The New Zealand government Monday unveiled controversial plans to open up more of the country 's offshore waters to deep-sea oil and gas drilling.
Energy and Resources Minister Simon Bridges launched Block Offer 2015, the annual tender for oil and gas exploration permits, a day after more than 3,000 people marched through central Auckland to protest against deep sea drilling.
Block Offer 2015 included four offshore areas, covering the upper west and lower east of the North Island and south and southeast of the South Island, and three onshore areas.
The total area comprised 4,093 square kilometers onshore and 425,205 square kilometers offshore.

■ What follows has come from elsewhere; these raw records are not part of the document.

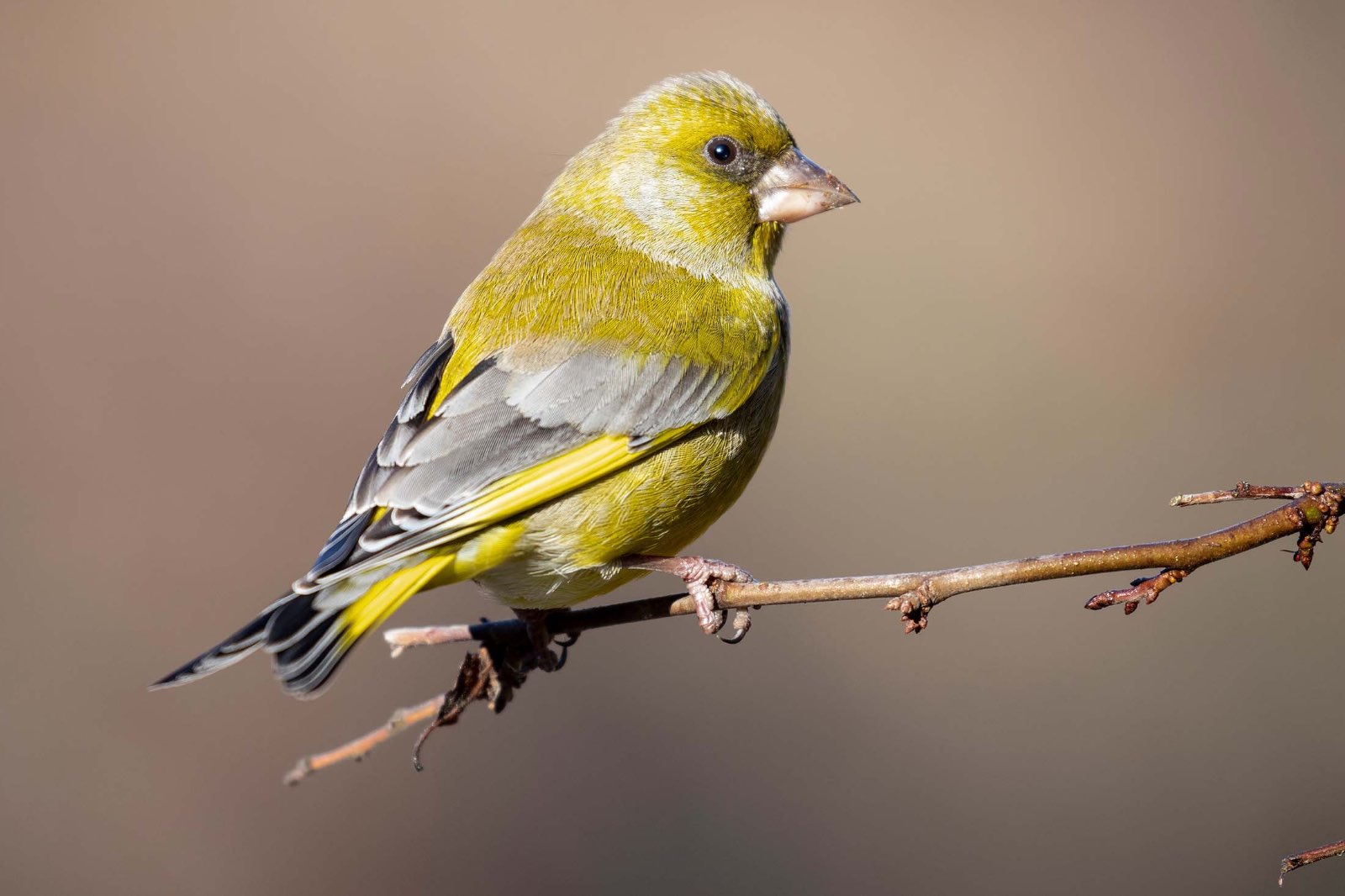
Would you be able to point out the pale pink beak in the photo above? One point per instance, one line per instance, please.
(795, 187)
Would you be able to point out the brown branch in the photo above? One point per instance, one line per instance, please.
(1311, 856)
(361, 747)
(506, 654)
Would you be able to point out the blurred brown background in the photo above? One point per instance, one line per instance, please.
(1100, 260)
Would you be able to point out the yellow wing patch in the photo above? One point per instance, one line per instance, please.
(548, 481)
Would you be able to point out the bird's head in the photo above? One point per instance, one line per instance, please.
(699, 171)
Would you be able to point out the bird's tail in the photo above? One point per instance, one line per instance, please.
(309, 635)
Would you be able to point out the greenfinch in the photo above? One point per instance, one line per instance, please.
(600, 394)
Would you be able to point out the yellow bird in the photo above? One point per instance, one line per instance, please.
(600, 394)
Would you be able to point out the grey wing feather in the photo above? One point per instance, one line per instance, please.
(511, 412)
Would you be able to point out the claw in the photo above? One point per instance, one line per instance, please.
(699, 575)
(741, 623)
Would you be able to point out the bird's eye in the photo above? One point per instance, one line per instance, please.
(721, 151)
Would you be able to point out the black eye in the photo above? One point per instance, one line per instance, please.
(723, 151)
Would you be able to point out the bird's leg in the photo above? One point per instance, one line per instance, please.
(699, 575)
(540, 638)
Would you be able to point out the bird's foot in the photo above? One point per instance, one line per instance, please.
(540, 636)
(703, 577)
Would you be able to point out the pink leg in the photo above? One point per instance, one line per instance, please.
(699, 573)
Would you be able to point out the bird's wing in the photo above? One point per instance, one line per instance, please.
(521, 428)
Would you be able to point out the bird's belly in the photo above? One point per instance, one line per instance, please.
(568, 551)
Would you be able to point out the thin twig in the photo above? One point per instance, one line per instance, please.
(361, 747)
(1313, 512)
(1242, 492)
(915, 593)
(1311, 856)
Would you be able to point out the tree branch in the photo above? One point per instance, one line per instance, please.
(508, 654)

Bridges said in a published speech to a petroleum industry summit in Auckland that New Zealand had built a strong, world- class regulatory framework to enure the necessary environmental and safety protections.
"Oil is our fourth largest export, and brings in around 700 million NZ dollars (527.58 million U.S. dollars) each year in royalties and taxes," said Bridges.
"It is clear that companies are seeking frontier acreage and long-term opportunities like those which New Zealand has to offer, and this government remains committed to attracting major international companies to invest in exploration and development in this country."
The tender would close on Sept. 30 and permits would likely be granted in December.
Environment campaigners said the size of the offshore area was unprecedented and included protected conservation areas and the home of the critically endangered Maui's dolphin, which is believed to have a population of just 55.
"It's clear the government doesn't care about protecting our precious last remaining Maui's dolphins when they are offering up their home for oil and gas exploration while it is known that seismic surveying can seriously harm marine mammals," opposition Green Party mining spokesperson Gareth Hughes said in a statement.
"The strategy of luring oil companies to New Zealand is failing and this block offer shows how increasingly desperate the government is becoming with the latest block larger than the size of Greenland," he said.
"The amount of our land and oceans being offered up to foreign oil companies has increased 125 percent since 2012. It raises the question if they will stop at nothing to help foreign oil companies make a buck."